A2.37 B cells regulate follicular helper T cells in healthy individuals and sjögren's patients but are defective in SLE patients

Background and objectives Follicular helper T (Tfh) cells are instrumental in the development of humoral responses, bringing helper signals to B cells for their terminal differentiation. Abnormal functions are deleterious and can trigger autoimmunity. Regulatory B (Breg) cells are known to modulate Th1 polarisation. Their control on humoral response has been hardly evaluated. The aim of our work was to establish the capacity of Breg cells to modulate the Tfh-dependent humoral response in healthy conditions and to determine their efficiency in Sjögren and SLE patients. Materials and methods Peripheral blood T and B cells were purified from healthy indviduals and from Sjögren and SLE patients. The polarisation of human T cells into Tfh cells was obtained using stimulation with anti-CD3+anti-CD28 Abs in association with a cocktail of IL-12+IL-21. The functional activities of Tfh-differentiated cells were evaluated in co-cultures at a 1:1 ratio measuring the differentiation of B cells into memory B cells and plasma cells by flow cytometry, and the Ig productions in the supernatants by ELISA. The control of Breg cells on Tfh-dependent humoral responses was determined using 1:1:1 co-culture experiments with Tfh-differentiated cells, B cells and Breg cells. Results In 1:1 co-culture experiments, Tfh-differentiated cells from healthy donors induced the maturation of naive B cells into IgD-CD27+ memory B cells and CD138+ plasma cells, and triggered the secretion of IgM, IgG and IgA. In 1:1:1 co-culture conditions, Breg cells restrained the expression of Bcl-6, IL-21, ICOS, CXCR5 and PD-1 on T cells, all characteristics of Tfh cell polarisation. Furthermore, they inhibited the Tfh-dependent induction of CD138+ plasma cells and of IgD-CD27+ memory B cells, and down-regulated the secretion of Igs.

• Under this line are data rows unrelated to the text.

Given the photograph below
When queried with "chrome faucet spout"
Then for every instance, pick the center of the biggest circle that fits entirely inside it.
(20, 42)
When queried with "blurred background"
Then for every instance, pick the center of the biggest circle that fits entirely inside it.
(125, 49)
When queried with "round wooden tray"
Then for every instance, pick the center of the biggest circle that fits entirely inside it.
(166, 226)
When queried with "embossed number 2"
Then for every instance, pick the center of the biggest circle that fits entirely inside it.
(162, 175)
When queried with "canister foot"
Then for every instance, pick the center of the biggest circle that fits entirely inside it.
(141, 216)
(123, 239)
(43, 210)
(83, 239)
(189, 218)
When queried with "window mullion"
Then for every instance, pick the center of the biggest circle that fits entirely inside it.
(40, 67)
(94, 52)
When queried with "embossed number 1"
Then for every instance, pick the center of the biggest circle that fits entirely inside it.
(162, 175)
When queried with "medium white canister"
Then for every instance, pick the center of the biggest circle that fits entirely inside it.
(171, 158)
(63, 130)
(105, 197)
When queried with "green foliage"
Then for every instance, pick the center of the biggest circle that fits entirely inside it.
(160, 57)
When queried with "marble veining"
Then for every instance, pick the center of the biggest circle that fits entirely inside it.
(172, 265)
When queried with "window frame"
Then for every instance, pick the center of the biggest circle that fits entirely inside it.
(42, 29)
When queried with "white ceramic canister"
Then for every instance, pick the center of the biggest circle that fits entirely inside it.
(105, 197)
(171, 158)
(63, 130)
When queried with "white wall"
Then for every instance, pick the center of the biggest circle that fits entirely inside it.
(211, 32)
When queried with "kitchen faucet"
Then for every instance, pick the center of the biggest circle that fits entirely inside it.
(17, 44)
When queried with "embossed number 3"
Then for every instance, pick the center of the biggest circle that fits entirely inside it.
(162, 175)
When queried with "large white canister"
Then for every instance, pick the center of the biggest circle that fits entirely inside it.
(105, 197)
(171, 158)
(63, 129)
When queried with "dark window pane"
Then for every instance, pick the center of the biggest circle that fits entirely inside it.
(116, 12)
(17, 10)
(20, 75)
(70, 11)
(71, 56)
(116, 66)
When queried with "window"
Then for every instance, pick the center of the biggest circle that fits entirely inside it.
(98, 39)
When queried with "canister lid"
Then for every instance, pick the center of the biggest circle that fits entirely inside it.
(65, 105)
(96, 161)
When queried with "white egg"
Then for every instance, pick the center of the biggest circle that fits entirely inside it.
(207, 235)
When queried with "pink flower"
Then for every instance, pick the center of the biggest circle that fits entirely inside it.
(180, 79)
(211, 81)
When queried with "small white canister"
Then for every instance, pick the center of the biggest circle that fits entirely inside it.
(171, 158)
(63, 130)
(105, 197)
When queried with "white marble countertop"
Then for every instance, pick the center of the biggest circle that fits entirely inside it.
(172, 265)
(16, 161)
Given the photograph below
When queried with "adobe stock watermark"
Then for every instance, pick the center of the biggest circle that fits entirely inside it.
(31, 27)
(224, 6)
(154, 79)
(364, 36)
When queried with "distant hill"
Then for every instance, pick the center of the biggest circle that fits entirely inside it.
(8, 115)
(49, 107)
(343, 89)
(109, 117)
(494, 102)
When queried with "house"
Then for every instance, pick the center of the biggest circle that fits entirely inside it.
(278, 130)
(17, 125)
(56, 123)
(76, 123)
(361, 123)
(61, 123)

Interestingly, we demonstrated that SLE Breg cells were defective in regulating the Tfh cell polarisation as well as the Tfh-dependent B cell responses. In contrast, Sjögren Breg cells were highly efficient. Conclusions Our results suggest that Breg cells from healthy individuals can control the Tfh-dependent humoral response. Moreover, this control appears efficient in Sjögren’s patients but deficient in SLE patients. Overall, these data suggest differential impairment of the autoimmune humoral responses in SLE and Sjögren patients.